Un rapide coup d’œil à la Centauresse et Faune, basculer dans la course, deux tours au parc de la Tête d’Or, entraînement hebdo, bi hebdo si pas de déplacement professionnel. Partir en sens trigonométrique, comme les autres, le sentier sablé, un plaisir pour les genoux, file indienne étirée, on s’observe, pas de compétition… voire. Les purs, les durs, bouffeurs de kilomètres, tournent en sens inverse, sur la partie bitumée, en groupe, paquet d’une dizaine, rictus aux visages ; l’un se détache parfois pour un sprint, vite rejoint par les autres, rires forcés, n’apprécient guère la facétie ; les reconnaît, un petit noiraud, ressemble à Mimoun, un grand hâlé, tanné surnommé « le Brésilien », échange de sourires, encouragements des poings en aller-retour horizontaux à hauteur de poitrine ; combien de tours pour eux, adeptes du « fractionné », une voix dans le groupe, commandements brefs « on ralentit / petite foulée / on accélère ». A mi chemin de la boucle, une côte brève, pas plus de deux-cents mètres, il la connaît, se prépare, se rappelle les conseils de Michel J. entendus à la radio : « en montée, projeter les bras plus haut, en avant, petites foulées rapides, resserrées », les jambes obéissent sans protester, les bras, plus difficile, gestes pas naturels, forcer, douleurs dans les omoplates, hâte de retrouver le plat, de redescendre les mains fatiguées d’aller décrocher… quoi ? Dans la file qui s’étire, les positions changent, la montée donne des ailes, fin prochaine de la première boucle, ne pas sprinter, économiser, pour le tour suivant, il se fera plaisir en remontant la file à son rythme avant de donner le maximum, au risque de l’asphyxie.

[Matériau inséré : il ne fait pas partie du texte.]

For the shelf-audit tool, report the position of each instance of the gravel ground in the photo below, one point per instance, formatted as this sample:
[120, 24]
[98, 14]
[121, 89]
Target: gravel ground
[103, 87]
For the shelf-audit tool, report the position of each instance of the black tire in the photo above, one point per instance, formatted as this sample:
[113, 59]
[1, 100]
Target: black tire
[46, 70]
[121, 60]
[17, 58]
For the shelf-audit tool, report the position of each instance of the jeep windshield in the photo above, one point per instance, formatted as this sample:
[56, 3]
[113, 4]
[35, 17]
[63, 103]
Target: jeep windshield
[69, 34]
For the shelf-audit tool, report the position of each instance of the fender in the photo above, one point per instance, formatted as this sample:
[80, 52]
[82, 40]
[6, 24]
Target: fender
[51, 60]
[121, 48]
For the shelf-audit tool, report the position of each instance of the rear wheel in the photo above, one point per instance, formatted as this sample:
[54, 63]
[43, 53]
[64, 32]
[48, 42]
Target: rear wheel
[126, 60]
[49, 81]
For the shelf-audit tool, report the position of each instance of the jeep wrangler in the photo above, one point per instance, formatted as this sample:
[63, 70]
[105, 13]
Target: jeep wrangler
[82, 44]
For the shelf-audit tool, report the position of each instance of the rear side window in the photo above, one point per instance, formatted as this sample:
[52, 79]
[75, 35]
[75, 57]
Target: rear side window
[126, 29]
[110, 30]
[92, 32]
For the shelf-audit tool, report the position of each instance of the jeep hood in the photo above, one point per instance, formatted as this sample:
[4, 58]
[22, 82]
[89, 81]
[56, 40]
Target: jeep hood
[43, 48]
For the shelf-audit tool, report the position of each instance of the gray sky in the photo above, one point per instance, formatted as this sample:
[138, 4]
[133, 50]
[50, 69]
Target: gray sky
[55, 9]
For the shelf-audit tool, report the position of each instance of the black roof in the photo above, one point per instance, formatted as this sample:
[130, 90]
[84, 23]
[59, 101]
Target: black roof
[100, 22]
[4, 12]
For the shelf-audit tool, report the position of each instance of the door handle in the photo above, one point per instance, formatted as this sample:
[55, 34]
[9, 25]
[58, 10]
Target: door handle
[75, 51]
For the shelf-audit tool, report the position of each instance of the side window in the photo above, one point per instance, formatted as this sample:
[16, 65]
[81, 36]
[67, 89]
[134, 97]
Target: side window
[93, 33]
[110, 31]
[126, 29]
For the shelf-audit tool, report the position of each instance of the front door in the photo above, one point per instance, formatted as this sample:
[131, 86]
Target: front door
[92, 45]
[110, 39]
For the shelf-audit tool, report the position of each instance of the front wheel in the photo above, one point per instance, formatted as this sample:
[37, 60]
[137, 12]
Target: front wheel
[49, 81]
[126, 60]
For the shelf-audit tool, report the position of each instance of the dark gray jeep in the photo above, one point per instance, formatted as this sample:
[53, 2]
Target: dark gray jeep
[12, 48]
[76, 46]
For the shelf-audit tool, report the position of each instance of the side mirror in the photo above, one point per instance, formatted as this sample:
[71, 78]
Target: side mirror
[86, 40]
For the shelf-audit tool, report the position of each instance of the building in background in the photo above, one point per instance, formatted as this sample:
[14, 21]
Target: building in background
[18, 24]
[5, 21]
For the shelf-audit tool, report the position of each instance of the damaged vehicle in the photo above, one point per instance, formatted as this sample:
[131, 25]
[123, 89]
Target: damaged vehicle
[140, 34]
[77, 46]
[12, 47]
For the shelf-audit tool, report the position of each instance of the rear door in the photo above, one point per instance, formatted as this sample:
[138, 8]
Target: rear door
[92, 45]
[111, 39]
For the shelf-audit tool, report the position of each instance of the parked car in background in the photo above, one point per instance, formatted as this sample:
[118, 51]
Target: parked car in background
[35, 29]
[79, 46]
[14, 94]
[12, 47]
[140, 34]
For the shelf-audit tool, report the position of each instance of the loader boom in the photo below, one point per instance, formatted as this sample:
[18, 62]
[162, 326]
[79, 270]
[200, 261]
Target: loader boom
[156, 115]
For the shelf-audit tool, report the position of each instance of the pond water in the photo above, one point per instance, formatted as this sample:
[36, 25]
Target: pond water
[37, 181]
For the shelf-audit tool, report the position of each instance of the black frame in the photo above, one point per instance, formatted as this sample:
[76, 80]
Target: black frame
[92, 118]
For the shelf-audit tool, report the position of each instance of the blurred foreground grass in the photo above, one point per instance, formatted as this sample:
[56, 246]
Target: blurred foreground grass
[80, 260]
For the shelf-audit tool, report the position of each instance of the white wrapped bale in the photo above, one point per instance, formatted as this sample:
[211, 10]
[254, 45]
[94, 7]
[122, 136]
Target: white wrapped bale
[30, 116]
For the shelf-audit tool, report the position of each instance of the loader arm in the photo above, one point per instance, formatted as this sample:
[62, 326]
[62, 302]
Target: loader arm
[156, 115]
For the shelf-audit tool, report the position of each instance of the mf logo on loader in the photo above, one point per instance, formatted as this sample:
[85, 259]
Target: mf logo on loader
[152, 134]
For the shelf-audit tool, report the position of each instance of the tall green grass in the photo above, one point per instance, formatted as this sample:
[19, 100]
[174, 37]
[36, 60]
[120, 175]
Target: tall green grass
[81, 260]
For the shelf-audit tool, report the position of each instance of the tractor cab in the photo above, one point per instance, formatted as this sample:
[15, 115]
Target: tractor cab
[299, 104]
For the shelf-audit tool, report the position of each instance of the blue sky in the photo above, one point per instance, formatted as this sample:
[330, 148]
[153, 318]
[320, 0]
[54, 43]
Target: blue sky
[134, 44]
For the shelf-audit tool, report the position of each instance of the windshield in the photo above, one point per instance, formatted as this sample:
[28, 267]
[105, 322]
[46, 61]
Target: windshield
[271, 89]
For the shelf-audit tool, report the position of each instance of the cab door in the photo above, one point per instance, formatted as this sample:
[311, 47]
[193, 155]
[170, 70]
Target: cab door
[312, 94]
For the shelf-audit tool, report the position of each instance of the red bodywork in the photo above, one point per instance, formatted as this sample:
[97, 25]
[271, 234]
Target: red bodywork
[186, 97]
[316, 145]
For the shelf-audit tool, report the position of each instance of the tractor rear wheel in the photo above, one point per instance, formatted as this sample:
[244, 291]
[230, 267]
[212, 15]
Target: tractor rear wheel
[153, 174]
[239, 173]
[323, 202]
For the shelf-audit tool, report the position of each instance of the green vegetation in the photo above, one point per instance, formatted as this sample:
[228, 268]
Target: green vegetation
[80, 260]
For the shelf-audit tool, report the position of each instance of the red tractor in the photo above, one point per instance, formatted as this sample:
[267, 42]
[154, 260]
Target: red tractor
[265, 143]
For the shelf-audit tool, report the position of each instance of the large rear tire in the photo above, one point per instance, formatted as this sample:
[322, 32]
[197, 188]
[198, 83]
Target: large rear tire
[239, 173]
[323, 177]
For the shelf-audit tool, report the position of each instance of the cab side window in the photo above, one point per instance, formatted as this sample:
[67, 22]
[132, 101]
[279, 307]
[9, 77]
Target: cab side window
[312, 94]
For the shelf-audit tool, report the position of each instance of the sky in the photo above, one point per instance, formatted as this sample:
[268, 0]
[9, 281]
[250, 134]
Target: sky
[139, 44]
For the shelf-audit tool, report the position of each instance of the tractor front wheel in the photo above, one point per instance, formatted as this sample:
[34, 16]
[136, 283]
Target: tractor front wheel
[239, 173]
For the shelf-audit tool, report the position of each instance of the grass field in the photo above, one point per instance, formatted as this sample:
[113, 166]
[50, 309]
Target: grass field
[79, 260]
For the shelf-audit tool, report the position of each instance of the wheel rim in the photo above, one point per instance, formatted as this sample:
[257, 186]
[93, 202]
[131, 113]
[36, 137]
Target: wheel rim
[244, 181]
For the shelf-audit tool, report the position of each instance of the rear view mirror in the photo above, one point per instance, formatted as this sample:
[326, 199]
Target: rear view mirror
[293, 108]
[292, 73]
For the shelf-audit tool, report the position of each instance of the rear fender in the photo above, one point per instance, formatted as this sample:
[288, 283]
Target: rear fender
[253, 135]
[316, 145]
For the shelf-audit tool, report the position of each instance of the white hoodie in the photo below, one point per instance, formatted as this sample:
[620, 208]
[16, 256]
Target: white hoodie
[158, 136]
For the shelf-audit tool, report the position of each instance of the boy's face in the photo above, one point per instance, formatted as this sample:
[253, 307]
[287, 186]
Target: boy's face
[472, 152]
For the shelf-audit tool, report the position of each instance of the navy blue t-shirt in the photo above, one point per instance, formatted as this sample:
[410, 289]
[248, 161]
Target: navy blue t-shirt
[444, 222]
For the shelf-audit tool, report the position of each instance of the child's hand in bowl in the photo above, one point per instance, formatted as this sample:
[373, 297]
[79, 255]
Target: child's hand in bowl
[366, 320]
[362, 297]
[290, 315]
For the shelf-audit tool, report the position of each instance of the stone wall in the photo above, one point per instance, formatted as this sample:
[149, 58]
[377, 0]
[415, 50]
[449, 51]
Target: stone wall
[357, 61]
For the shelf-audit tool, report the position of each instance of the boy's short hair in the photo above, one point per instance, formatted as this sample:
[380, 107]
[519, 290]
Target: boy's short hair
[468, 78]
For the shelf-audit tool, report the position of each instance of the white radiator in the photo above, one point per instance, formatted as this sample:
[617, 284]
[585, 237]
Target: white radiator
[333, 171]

On n’apprend pas à courir, on apprend à souffrir.
C’est dans la montée vers le col de L. qu’il prend conscience de ses limites. Ils sont cinq, dont trois inconnus. Ils se sont rencontrés lors d’un entraînement au domaine voisin, invitation lancée pour samedi prochain, un rien de défi… Il est le plus âgé, le parcours inconnu, le dénivelé, ils sont partis trop vite, d’emblée, une côte raide lui scie les jambes, l’air vif commence à brûler ses poumons, pourtant il mène, il mène longtemps, aussi longtemps que les cuisses acceptent. Derrière, ça suit, mais JL est en dernière position, le sentier étroit ne permet pas d’aller ensemble. Tout d’un coup, il s’est écarté, une seconde avant, il était en train de se demander – je continue ?- il n’a rien décidé, la tête n’est plus aux commandes, c’est le corps, son entité complète, muscles, articulations, souffle, qui a cédé. Déjà les quatre autres sont passés, ont pris dix mètres, l’écart semble en train de se creuser. Maintenant, tenir, ne pas laisser les copains s’en aller, on n’est sans doute qu’au tiers du parcours, faire confiance à l’entraînement, à l’endurance… Les cuisses acceptent, les poumons s’apaisent, l’écart se maintient, JL est passé devant, ralentit la cadence ; dans un faux plat, gratter quelques mètres ; si ce répit dure assez longtemps, il est sûr de recoller au train. La tête reprend les commandes, les bras le tirent vers l’avant, la foulée s’allonge sans douleur, le groupe perd deux participants qui optent pour la marche rapide, il les dépasse et se retrouve en troisième position.
A l’arrivée, discussion, commentaires devant la soupe aux choux offerte par le club local. C’est JL qui lance : « je crois qu’on n’apprend pas à courir, à souffrir, seulement ! » Je me dis que j’ai déjà entendu ça quelque part.